U.S. troops are deployed in the country to fight the Islamic State group.

“The actions of these forces, taken directly or through their terrorist agents, secessionist militias, or manufactured and illegitimate entities, are null and void, with no legal effect,” he said.

There was no immediate response to an email to Turkey's U.N. Mission seeking comment.

Al-Moallem, who is also deputy prime minister, denounced U.S. sanctions, saying they are blocking the delivery of life-saving medicine and equipment during the pandemic.

He called the “Caesar Syria Civilian Protection Act” passed by the U.S. Congress an “inhumane attempt to suffocate Syrians, just like George Floyd and others were cruelly suffocated in the United States, and just like Israel suffocates Palestinians on a daily basis.”

Floyd, a handcuffed Black man, died May 25 after a white officer used his knee on Floyd’s neck to pin him to the ground.

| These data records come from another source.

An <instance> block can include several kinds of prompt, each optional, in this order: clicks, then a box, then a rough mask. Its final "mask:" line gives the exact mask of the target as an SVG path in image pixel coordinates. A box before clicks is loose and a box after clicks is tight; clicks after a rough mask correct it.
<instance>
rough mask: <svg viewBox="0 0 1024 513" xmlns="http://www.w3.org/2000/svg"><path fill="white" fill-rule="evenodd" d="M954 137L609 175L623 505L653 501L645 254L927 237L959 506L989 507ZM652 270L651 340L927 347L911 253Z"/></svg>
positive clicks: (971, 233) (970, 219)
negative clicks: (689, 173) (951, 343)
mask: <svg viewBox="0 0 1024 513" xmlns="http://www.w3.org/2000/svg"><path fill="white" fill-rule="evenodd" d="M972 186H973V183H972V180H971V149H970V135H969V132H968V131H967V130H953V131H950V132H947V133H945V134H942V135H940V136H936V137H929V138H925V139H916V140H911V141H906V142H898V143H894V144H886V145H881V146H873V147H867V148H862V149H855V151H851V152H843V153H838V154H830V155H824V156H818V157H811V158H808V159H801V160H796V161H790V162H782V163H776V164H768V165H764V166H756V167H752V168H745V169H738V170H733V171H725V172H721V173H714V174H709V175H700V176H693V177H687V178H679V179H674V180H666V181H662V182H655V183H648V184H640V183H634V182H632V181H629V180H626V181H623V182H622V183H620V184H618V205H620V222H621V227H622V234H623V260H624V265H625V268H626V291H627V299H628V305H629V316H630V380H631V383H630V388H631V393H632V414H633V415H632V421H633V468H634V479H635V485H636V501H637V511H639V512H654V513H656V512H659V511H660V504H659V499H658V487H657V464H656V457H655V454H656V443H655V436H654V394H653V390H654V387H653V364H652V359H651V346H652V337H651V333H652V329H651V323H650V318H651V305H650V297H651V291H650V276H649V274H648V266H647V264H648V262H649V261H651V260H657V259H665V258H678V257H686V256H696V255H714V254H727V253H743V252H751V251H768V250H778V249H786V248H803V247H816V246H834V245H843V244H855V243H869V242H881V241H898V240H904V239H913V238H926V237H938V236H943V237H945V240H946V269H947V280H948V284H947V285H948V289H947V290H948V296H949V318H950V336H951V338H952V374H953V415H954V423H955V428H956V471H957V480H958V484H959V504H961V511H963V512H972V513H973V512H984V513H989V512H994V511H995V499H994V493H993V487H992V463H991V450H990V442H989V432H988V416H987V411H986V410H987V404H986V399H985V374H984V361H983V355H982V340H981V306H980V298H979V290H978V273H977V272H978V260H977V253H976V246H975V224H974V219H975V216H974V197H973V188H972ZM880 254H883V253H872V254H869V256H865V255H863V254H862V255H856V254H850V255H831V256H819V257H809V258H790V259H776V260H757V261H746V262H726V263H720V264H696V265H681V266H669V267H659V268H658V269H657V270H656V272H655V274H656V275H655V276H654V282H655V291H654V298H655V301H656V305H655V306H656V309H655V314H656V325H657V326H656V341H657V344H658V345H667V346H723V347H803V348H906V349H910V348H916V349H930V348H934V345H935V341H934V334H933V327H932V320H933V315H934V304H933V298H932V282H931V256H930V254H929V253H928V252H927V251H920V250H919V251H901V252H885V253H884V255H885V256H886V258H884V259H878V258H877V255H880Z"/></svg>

The officer has been charged with second-degree murder, third-degree murder and manslaughter.

Al-Moallem called on all countries affected by unilateral sanctions “and those that reject such measures to close ranks against them and alleviate their impact on our peoples ... through cooperation, coordination, and concrete political, economic and commercial means.”

On the political front, he said Syria's government hopes a committee given the responsibility of drafting a new constitution for the country “will succeed.” But, he said, this will be possible only “if there is no external interference whatsoever in its work and by any party.”